Now, applying the half angle formula: $\tan \theta =\dfrac{2\tan \left( \dfrac{\theta }{2} \right)}{1-{{\tan }^{2}}\left( \dfrac{\theta }{2} \right)}$, and substituting the value of $\tan \theta $ from equation (i), we get,
$\dfrac{3}{\sqrt{7}}=\dfrac{2\tan \left( \dfrac{\theta }{2} \right)}{1-{{\tan }^{2}}\left( \dfrac{\theta }{2} \right)}$
By cross-multiplication we get,
$\begin{align}
  & 3-3{{\tan }^{2}}\left( \dfrac{\theta }{2} \right)=2\sqrt{7}\tan \left( \dfrac{\theta }{2} \right) \\
 & \Rightarrow 3{{\tan }^{2}}\left( \dfrac{\theta }{2} \right)+2\sqrt{7}\tan \left( \dfrac{\theta }{2} \right)-3=0 \\
\end{align}$
Solving this quadratic equation by discriminant method, we get,
\[\begin{align}
  & \tan \left( \dfrac{\theta }{2} \right)=\dfrac{-2\sqrt{7}\pm \sqrt{{{\left( 2\sqrt{7} \right)}^{2}}-4\times 3\times (-3)}}{2\times 3} \\
 & \Rightarrow \tan \left( \dfrac{\theta }{2} \right)=\dfrac{-2\sqrt{7}\pm \sqrt{28+36}}{6} \\
 & \Rightarrow \tan \left( \dfrac{\theta }{2} \right)=\dfrac{-2\sqrt{7}\pm \sqrt{64}}{6} \\
 & \Rightarrow \tan \left( \dfrac{\theta }{2} \right)=\dfrac{-2\sqrt{7}\pm 8}{6} \\
 & \Rightarrow \tan \left( \dfrac{\theta }{2} \right)=\dfrac{-\sqrt{7}\pm 4}{3} \\
 & \text{either }\tan \left( \dfrac{\theta }{2} \right)=\dfrac{-\sqrt{7}+4}{3}\text{ or }\tan \left( \dfrac{\theta }{2} \right)=\dfrac{-\sqrt{7}-4}{3} \\
\end{align}\]
Since, $\sin \theta $ is positive, therefore, $\theta $ must be lying in the first quadrant. Hence, $\left( \dfrac{\theta }{2} \right)$ must lie in the first quadrant. So, $\tan \left( \dfrac{\theta }{2} \right)$ must be positive.

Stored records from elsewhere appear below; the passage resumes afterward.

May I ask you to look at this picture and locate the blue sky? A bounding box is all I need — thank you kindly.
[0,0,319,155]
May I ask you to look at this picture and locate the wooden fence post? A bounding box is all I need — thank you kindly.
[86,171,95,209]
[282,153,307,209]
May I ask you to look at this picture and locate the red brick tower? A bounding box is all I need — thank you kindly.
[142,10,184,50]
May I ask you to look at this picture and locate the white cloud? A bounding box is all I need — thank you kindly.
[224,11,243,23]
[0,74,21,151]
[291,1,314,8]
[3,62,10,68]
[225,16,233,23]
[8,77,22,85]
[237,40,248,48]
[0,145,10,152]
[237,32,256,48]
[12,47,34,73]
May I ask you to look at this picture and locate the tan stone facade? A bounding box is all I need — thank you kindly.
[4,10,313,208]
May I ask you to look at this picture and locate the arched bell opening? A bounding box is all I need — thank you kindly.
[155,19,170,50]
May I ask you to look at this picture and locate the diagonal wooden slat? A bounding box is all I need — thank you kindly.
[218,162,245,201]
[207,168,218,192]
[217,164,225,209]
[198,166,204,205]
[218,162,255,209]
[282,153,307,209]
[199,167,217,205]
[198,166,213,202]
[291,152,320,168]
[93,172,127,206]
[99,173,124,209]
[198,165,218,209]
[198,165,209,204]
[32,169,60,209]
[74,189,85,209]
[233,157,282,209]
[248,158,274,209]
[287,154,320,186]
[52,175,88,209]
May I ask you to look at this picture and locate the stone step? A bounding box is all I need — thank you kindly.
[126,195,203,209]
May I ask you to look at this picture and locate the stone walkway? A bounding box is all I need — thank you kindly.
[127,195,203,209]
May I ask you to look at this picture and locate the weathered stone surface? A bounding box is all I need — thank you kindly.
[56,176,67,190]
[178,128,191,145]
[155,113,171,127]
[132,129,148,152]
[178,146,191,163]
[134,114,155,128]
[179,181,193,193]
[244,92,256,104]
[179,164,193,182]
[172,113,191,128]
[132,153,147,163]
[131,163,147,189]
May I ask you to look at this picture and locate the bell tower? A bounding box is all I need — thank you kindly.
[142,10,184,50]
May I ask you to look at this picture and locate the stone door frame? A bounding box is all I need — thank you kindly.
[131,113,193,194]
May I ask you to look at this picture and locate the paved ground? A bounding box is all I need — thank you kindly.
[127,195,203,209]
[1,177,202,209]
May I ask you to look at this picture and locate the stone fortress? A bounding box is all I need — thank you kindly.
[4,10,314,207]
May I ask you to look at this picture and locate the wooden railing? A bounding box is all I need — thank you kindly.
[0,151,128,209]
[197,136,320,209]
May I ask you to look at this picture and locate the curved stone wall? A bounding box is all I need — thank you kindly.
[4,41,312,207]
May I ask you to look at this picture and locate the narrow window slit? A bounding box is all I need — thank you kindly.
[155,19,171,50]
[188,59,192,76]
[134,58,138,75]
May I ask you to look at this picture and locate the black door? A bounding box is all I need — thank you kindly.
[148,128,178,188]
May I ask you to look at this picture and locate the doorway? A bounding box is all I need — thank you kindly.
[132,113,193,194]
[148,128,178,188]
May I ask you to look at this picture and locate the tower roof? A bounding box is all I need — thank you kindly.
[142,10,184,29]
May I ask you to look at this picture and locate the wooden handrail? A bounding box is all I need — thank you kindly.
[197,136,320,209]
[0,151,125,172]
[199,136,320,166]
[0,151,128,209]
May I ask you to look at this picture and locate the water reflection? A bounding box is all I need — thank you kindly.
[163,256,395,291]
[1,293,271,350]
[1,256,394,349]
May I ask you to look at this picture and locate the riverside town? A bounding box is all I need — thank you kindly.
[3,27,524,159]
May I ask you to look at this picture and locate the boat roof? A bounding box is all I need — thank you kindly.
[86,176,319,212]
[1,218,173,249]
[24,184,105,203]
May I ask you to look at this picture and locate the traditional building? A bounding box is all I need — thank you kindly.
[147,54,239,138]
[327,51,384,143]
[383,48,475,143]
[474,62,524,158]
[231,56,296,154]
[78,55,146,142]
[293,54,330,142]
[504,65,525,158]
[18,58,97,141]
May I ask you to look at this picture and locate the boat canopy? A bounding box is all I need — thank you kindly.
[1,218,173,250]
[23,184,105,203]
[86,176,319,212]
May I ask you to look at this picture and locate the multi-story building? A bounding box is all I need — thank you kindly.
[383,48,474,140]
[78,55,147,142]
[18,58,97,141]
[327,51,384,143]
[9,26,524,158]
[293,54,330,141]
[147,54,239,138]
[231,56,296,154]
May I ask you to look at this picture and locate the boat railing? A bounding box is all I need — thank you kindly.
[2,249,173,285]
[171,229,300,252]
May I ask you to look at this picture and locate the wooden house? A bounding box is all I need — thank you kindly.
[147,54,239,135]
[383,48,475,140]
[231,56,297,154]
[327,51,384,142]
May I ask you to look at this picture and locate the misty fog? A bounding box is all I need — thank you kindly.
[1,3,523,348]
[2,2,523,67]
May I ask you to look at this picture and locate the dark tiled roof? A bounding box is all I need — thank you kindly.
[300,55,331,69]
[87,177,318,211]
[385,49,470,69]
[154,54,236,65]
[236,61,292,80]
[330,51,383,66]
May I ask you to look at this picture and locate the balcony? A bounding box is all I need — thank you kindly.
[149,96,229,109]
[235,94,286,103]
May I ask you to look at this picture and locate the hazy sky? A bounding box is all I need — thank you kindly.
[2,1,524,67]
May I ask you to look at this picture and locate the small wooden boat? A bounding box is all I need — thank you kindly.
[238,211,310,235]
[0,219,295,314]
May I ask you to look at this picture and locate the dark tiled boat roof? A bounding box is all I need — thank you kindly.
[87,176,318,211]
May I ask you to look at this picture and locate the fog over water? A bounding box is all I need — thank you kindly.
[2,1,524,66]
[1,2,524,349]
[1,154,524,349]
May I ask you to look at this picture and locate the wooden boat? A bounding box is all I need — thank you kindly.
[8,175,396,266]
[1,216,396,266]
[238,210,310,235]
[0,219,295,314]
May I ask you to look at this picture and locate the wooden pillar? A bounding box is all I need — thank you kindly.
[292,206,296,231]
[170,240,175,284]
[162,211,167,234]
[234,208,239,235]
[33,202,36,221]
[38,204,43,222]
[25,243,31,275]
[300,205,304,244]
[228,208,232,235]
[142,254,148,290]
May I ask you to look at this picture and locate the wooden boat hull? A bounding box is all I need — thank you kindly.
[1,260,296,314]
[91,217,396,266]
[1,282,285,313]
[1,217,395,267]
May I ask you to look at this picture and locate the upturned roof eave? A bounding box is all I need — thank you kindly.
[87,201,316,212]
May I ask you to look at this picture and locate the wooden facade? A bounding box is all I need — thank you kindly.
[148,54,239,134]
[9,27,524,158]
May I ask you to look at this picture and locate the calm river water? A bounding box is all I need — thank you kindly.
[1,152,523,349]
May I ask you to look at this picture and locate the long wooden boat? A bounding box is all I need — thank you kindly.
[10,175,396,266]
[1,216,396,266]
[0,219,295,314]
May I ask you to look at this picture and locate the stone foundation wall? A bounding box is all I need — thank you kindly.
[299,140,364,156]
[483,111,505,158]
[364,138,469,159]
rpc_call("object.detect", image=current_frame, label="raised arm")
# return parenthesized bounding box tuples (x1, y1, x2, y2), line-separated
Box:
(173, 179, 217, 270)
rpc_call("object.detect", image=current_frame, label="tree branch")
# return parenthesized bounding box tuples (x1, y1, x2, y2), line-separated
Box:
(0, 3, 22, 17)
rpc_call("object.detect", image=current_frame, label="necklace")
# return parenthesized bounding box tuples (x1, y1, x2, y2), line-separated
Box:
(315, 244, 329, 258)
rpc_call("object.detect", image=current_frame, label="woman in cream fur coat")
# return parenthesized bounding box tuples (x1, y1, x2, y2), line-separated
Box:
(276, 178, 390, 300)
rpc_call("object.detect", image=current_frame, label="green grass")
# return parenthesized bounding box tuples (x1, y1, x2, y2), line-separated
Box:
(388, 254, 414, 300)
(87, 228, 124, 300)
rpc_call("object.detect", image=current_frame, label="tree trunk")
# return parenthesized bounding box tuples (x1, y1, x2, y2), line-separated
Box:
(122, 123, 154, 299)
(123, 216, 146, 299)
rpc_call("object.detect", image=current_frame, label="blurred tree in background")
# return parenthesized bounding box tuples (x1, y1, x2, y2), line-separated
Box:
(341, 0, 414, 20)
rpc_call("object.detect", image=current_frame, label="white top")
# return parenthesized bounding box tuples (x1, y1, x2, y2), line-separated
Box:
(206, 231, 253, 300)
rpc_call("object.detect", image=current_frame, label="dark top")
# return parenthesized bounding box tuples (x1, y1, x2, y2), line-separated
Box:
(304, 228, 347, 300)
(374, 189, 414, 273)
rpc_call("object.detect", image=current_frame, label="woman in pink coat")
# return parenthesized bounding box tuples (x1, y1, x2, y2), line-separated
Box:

Hence, the only value of \[\tan \left( \dfrac{\theta }{2} \right)=\dfrac{4-\sqrt{7}}{3}\].

Note: There are many alternate ways to solve this question. We can convert the given sine inverse functions, in the L.H.S, to any of the desired inverse functions and then use the Pythagoras theorem to get the answer. Here, we have changed it in tan inverse function. You may change it in cosine inverse function by taking the ratio of base and hypotenuse and then apply the formula: \[{{\tan }^{2}}\left( \dfrac{\theta }{2} \right)=\dfrac{1-\cos \theta }{1+\cos \theta }\], to get the answer.